K24 ÖZEL - 10 yılda rakam arttı: 2 milyon çocuk işçi

Uluslararası Çalışma Örgütü (ILO) 2017 yılı raporuna göre, dünya genelinde 5-17 yaş aralığında 152 milyon çocuk işçi bulunuyor. Bu çocukların 73 milyonu tehlikeli işlerde çalışıyor.

ANKARA (K24)

Çocuk hak ihlalleri konusunda yaptıkları çalışmalarla bilinen Ezgi Koman ve Mehmet Bayram, bu konuda devlete sorumluluk düştüğünü belirterek, Türkiye’nin tarafı olduğu uluslararası sözleşmelere uyması gerektiğini belirtiyor.

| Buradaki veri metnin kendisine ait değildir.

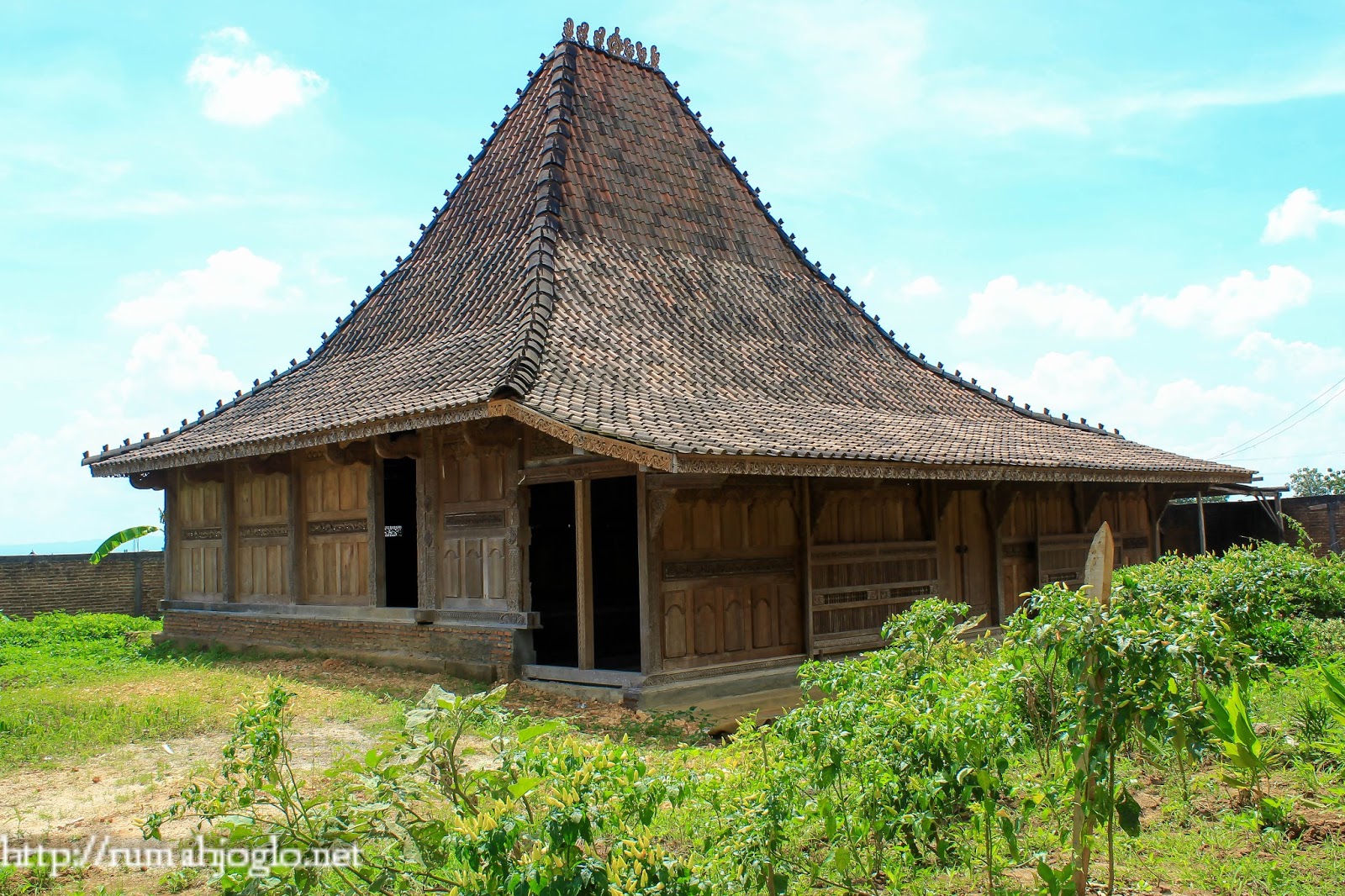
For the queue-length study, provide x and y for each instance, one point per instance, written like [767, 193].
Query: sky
[1129, 212]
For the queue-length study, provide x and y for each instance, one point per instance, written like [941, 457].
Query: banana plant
[1231, 725]
[118, 541]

Bugün, “Dünya Çocuk İşçiliğiyle Mücadele Günü.”

Türkiye’de yaklaşık 2 milyon “çocuk işçi” bulunuyor ve her 10 çocuktan 8’i kayıtdışı olarak çalışıyor.

Türkiye İstatistik Kurumu’nun (İSİG) verilerine göre çocuk işçilerin yüzde 78’i kayıtdışı çalışıyor.

İşçi Sağlığı ve İş Güvenliği Meclisi’nin (İSİG) “Türkiye’de Çocuk İşçiliği ve Çocuk İş Cinayetleri Raporu”na göre ise 2013’ten 2018’in ilk 5 ayına kadar 319 çocuk, iş cinayetleri nedeniyle yaşamını yitirdi.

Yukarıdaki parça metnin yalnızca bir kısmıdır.